A l’instant où on écrit ces lignes voilà encore un signalement d’un internaute attentif : https://waikudo.fr/. Le quidam qui tient le site affirme “L’excellence à la japonaise. Spécialiste de l’acier de Damas japonais depuis 8 ans, Waikudo fabrique des couteaux d’excellences pour les amoureux de la cuisine comme vous” ; un bref tour sur société.com montre que la société a été créée le 15-06-2017 et fermée le 01-09-2019. Bien sûr. Notons l’acier de Damas (en Syrie) du soi-disant fabricant Waikudo, qui n’existe pas. Le site pousse l’outrecuidance jusqu’à dénommer une de ses séries Sakaï, du nom de la capitale de la coutellerie japonaise.
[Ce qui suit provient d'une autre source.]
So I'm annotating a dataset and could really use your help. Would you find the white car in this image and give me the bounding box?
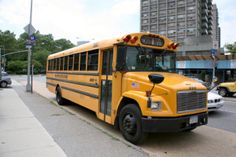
[207,92,224,112]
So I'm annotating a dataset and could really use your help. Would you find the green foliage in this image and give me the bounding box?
[7,60,27,74]
[0,30,75,74]
[225,42,236,54]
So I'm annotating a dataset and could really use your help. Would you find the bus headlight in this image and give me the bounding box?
[150,101,162,111]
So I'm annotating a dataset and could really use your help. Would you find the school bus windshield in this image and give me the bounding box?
[121,46,176,72]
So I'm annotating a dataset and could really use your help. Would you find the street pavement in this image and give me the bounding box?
[5,75,236,157]
[0,83,66,157]
[0,81,148,157]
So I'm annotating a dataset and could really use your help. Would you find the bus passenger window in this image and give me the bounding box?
[87,50,98,70]
[69,55,74,70]
[56,58,60,70]
[80,52,86,70]
[64,56,68,70]
[59,57,63,70]
[74,54,80,70]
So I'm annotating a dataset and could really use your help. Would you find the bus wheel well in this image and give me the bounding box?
[114,97,142,129]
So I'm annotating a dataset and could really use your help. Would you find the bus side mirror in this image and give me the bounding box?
[116,46,127,71]
[148,74,164,84]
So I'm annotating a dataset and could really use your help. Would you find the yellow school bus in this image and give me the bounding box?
[47,33,207,144]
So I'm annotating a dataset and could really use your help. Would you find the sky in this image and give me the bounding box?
[0,0,236,45]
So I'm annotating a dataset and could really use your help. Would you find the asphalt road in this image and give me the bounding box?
[12,75,236,133]
[208,97,236,133]
[10,76,236,157]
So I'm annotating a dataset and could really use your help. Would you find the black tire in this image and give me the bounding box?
[119,104,147,144]
[218,88,228,97]
[184,127,196,132]
[56,87,66,105]
[0,81,7,88]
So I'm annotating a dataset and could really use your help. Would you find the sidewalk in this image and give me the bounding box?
[0,88,66,157]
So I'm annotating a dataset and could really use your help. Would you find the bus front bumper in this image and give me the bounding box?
[142,113,208,133]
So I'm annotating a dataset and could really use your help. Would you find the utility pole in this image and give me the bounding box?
[0,48,2,80]
[26,0,34,93]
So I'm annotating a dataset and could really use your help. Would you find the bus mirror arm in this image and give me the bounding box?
[146,74,164,98]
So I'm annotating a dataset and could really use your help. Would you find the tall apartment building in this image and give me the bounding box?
[212,4,221,47]
[140,0,218,43]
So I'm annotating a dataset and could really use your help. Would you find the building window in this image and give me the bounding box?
[142,13,148,18]
[151,12,157,17]
[151,18,157,23]
[142,0,148,5]
[142,6,149,11]
[150,5,157,11]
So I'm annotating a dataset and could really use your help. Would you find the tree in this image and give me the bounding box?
[33,50,50,71]
[225,42,236,54]
[0,30,74,74]
[0,30,16,53]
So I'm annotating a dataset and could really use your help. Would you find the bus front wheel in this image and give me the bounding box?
[119,104,147,144]
[56,87,65,105]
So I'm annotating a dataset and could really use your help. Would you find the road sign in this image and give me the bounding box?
[211,49,217,55]
[30,35,36,41]
[24,24,36,35]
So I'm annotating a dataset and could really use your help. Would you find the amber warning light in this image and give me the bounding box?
[168,43,179,49]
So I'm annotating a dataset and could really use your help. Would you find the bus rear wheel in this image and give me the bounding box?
[119,104,147,144]
[56,87,65,105]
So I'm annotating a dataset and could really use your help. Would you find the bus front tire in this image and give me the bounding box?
[119,104,147,144]
[56,87,65,105]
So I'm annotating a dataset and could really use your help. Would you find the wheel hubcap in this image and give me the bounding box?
[1,82,7,87]
[123,114,136,134]
[220,90,226,95]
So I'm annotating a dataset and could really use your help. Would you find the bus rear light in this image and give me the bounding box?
[130,36,138,44]
[123,35,131,43]
[172,43,179,49]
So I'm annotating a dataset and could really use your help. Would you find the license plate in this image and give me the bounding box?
[189,116,198,124]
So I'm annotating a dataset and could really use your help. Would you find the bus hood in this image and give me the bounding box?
[124,72,207,93]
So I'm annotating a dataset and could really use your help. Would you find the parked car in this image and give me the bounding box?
[0,72,11,88]
[207,91,224,112]
[217,81,236,97]
[189,78,224,112]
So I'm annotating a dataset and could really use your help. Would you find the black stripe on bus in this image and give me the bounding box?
[61,87,98,99]
[47,71,99,76]
[47,77,99,88]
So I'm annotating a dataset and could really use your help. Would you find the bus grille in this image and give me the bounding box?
[177,91,207,113]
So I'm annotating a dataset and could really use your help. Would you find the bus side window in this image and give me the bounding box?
[68,55,74,70]
[64,56,68,70]
[87,50,98,70]
[59,57,63,70]
[56,58,60,70]
[80,52,86,71]
[74,54,80,70]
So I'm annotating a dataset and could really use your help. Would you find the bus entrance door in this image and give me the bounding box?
[99,48,113,123]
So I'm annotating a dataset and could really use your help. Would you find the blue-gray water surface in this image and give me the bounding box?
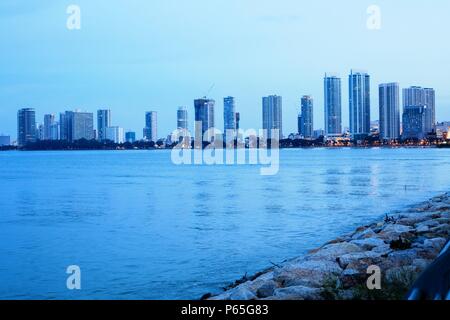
[0,149,450,299]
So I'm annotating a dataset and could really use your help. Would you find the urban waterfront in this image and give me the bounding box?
[0,148,450,299]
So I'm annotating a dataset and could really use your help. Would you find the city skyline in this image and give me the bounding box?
[0,0,450,136]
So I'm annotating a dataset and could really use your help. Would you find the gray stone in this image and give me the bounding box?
[307,242,363,261]
[274,286,321,300]
[274,260,342,287]
[350,238,386,250]
[256,281,278,298]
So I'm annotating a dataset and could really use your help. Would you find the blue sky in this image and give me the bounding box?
[0,0,450,137]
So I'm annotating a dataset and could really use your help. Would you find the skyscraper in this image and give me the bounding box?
[64,110,95,142]
[300,96,314,139]
[104,127,125,143]
[402,105,426,140]
[97,110,111,141]
[144,111,158,142]
[177,107,189,130]
[423,88,436,133]
[17,108,37,146]
[324,74,342,136]
[262,95,283,139]
[223,97,236,141]
[378,83,400,140]
[349,70,370,137]
[59,113,69,140]
[403,86,435,139]
[194,97,216,142]
[43,114,55,140]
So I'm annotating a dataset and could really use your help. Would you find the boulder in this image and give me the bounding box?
[274,260,342,287]
[350,238,386,250]
[274,286,322,300]
[306,242,363,262]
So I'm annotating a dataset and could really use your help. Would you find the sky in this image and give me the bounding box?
[0,0,450,137]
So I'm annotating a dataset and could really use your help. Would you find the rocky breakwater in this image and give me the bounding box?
[204,194,450,300]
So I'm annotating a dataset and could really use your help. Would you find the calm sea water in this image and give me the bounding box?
[0,149,450,299]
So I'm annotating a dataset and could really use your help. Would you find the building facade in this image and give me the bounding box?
[262,95,283,140]
[349,70,370,138]
[324,74,342,136]
[143,111,158,142]
[97,110,111,141]
[17,108,37,146]
[378,83,400,141]
[194,97,215,142]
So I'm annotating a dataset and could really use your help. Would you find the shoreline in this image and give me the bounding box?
[207,193,450,300]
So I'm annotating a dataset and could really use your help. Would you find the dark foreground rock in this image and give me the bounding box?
[209,194,450,300]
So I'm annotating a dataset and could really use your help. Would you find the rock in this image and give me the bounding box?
[306,242,363,261]
[352,228,377,240]
[339,251,382,273]
[423,238,447,254]
[274,286,322,300]
[350,238,386,250]
[274,260,342,287]
[229,285,257,300]
[256,280,278,298]
[378,224,413,242]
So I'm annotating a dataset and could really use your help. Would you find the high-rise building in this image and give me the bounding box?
[59,113,69,140]
[378,83,400,140]
[125,131,136,143]
[104,127,125,143]
[403,86,436,139]
[402,105,426,140]
[324,74,342,136]
[423,88,436,133]
[144,111,158,142]
[194,97,216,142]
[17,108,37,146]
[42,114,55,140]
[177,107,189,130]
[97,110,111,141]
[349,70,370,137]
[262,95,283,140]
[300,96,314,139]
[223,97,236,141]
[64,110,95,142]
[0,135,11,147]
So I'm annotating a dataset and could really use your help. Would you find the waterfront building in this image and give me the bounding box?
[143,111,158,142]
[42,114,55,140]
[300,96,314,139]
[64,110,95,142]
[423,88,436,133]
[177,107,189,130]
[324,74,342,136]
[17,108,37,146]
[105,127,125,143]
[402,105,426,140]
[378,83,400,140]
[349,70,370,139]
[97,110,111,141]
[125,131,136,143]
[262,95,283,140]
[0,135,11,147]
[223,97,236,141]
[194,97,215,142]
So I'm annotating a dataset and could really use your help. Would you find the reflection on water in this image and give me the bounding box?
[0,149,450,299]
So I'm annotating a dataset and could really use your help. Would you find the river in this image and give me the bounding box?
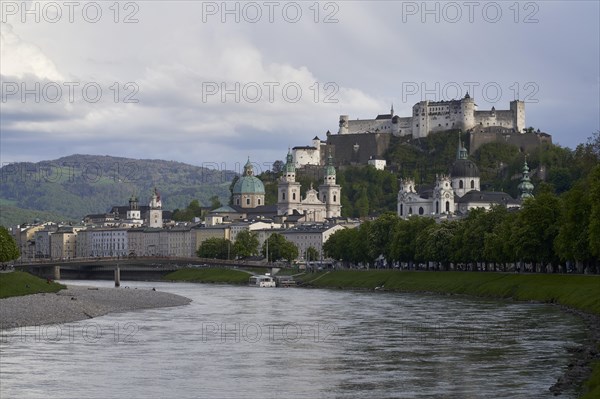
[0,281,585,399]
Remarquez que loin de nous d’affirmer que le couteau japonais, c’est bien et le chinois, mauvais. Il y a aussi de mauvais japonais ! Cas typique des VG10, l’acier n’est pas tout, il faut aussi qu’il soit docile à la pierre à affûter et cela c’est tout un art. Le petit-fils d’Elvis Presley ressemble comme deux gouttes d’eau à Elvis Presley, cela ne veut pas dire qu’il chante comme lui. Le made in China peut très bien convenir car ils ont fait de sacrés progrès en 20 ans mais il y a des différences marquées quand il s’agit de couteaux développés pour un temps court, les vraies marques ne peuvent pas se permettre cela, elles, elles doivent durer sur des décennies.
Le mot de la fin
Ce qui dérange est la cupidité des vendeurs qui pensent pouvoir faire une remise sur un prix brut fictif car le made in Japan a meilleure aura. Rajoutons y une garantie à vie que personne n’hononera bien sûr. Nous citerons cette anecdote. Après-guerre c’est l’industrie coutelière britannique qui a insisté pour marquer les produits importés made in Germany. On sortait de la guerre et la décision portait encore des relents revanchards. Or la coutellerie de Solingen était depuis très longtemps supérieure à l’anglaise, essentiellement connue pour ses scies. Et depuis fort longtemps. A l’endroit où loge Chroma France se situait au XIXème siècle l’atelier d’affûtage d’une société leader de l’outillage, la société Goldenberg. Gustave Goldenberg est un industriel local d’origine allemande visionnaire dont l’usine, qui compta plus de 1200 employés, était située dans le prolongement de cet atelier. Déjà en 1834 Goldenberg allait débaucher les meilleurs ouvriers à Solingen, n’en trouvant pas en France. Or que se passa-t-il après-guerre en Angleterre ? Le made in Germany s’imposa ! Les dernières coutelleries anglaises fermeront dans les années 1980. C’est la qualité qui compte, pas la provenance. Les bons produits chinois, ou français, n’auront pas honte de leur origine si le fabricant est convaincu de la qualité de son produit.